Cuando se dirigió de nuevo a Emily dijo:

—Pero, desde luego, la tarea realmente crucial es la que comienza mañana por la mañana en torno al búnker del Führer. ¿Lo tienes todo preparado, Emily?

—Todo, creo que sí. El profesor Blaubach me prometió que los permisos estarían en regla, los permisos para que mi chófer Plamp y yo entremos con su coche en la zona de seguridad de Alemania oriental, los permisos para que el camión de la empresa constructora Oberstadt nos siga y para que el propio Andrew Oberstadt, con un equipo de tres hombres, lleve a cabo la excavación. Comenzaremos a las diez de la mañana.

—Y luego la suerte está echada. —Foster hizo señas al camarero para que les volviera a llenar las copas—. Bebamos por ti, Emily, esperando que des en el blanco.

A media mañana se encontraban en Berlín oriental.

Emily se sentía atenazada por la tensión. Estaba sentada sola, en el asiento trasero del Mercedes de Plamp, mientras avanzaban cautelosamente por Niederkirchner Strasse en dirección a la caseta de la guardia, vigilado por un centinela junto a la cancela electrónica de acceso a la zona fronteriza de seguridad de Alemania oriental.

Ya había estado allí una vez con Ernst Vogel para encontrarse luego con el profesor Blaubach en la entrada, sin embargo en esta ocasión se sentía más insegura, se sentía sola y vulnerable. Se inclinó hacia adelante y frunció los ojos mirando a través del parabrisas; notó que el recuerdo de su anterior visita se había desdibujado y que ahora todo estaba enfocándose con mayor nitidez.

Mientras el vehículo subía por la calle, se acercaba a la cancela y frenaba, Emily vio que estaban delante de media docena de guardias de Alemania oriental con uniformes verdes. Detrás de ellos, la verja se fundía de nuevo bruscamente con el Muro. Al aproximarse a la cancela, buscó con la mirada a Andrew Oberstadt con el camión y el equipo que iba a traer, compuesto por tres de sus mejores obreros de la construcción. El camión no se veía por ninguna parte, y Emily sintió un pinchazo de aprensión.
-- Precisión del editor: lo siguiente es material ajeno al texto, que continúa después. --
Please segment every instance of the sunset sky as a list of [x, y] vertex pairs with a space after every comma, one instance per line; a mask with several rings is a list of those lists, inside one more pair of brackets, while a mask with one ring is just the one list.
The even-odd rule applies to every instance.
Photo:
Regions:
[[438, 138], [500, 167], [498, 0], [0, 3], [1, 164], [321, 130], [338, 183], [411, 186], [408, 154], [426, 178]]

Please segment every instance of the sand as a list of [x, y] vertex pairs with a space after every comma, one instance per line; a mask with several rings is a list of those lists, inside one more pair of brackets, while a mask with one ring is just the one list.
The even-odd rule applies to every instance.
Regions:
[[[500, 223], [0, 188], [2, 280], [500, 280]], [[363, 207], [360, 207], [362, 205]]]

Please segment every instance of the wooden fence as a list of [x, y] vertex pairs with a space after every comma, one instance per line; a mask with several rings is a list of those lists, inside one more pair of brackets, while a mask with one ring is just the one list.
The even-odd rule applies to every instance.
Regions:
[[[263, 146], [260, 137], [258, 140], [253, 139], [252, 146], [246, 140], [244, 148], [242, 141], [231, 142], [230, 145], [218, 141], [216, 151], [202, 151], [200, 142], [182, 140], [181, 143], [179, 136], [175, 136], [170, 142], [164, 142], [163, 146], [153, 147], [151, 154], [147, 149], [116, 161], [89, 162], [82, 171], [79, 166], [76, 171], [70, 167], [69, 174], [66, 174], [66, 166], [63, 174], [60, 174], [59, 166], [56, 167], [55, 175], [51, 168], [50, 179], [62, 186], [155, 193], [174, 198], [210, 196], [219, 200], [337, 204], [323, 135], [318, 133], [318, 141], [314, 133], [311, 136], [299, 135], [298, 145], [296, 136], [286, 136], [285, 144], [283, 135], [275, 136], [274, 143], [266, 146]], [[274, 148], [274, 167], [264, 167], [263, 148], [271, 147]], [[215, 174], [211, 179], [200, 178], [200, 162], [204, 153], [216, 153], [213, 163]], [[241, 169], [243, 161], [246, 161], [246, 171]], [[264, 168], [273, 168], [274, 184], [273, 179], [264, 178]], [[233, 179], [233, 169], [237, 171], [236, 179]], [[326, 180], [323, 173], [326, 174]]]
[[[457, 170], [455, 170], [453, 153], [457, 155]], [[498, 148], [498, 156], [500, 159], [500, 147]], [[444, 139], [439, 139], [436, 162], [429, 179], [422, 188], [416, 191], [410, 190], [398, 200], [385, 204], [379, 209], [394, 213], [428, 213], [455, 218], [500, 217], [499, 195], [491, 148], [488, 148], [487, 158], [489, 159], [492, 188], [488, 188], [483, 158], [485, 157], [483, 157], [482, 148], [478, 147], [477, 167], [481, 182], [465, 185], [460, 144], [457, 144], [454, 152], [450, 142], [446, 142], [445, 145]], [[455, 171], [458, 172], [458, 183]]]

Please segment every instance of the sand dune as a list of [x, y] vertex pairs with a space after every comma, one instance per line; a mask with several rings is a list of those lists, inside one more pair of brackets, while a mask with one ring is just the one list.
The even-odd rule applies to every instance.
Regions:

Se habían detenido varios metros antes de llegar a la fila de soldados que esperaban eficazmente armados, como pudo observar Emily, con metralletas colgadas al hombro. Plamp abandonó veloz el asiento del conductor para ayudar a Emily a bajar del coche.

En el momento en que se apeaba alcanzó a ver una camioneta Toyota azul que venía hacia ella. Reconoció que el conductor musculoso, corpulento y ceñudo era Andrew Oberstadt, con dos miembros de su equipo de excavación apretujados en la parte delantera de la camioneta y un tercer obrero agachado detrás.

Cuando la camioneta de Oberstadt estuvo frente al Mercedes, el propietario de la empresa constructora se asomó por la ventanilla de la cabina para llamar a Emily.

—Siento haber llegado tarde. Me retuvieron en el punto de control Charlie. Prácticamente desmontaron el camión. Pero aquí estamos, listos para empezar. —Indicó con la cabeza a los soldados—. Supongo que ahora tendremos que volver a pasar por lo mismo.

—Posiblemente —dijo Emily—. Veremos si han recibido nuestros permisos de entrada del profesor Blaubach.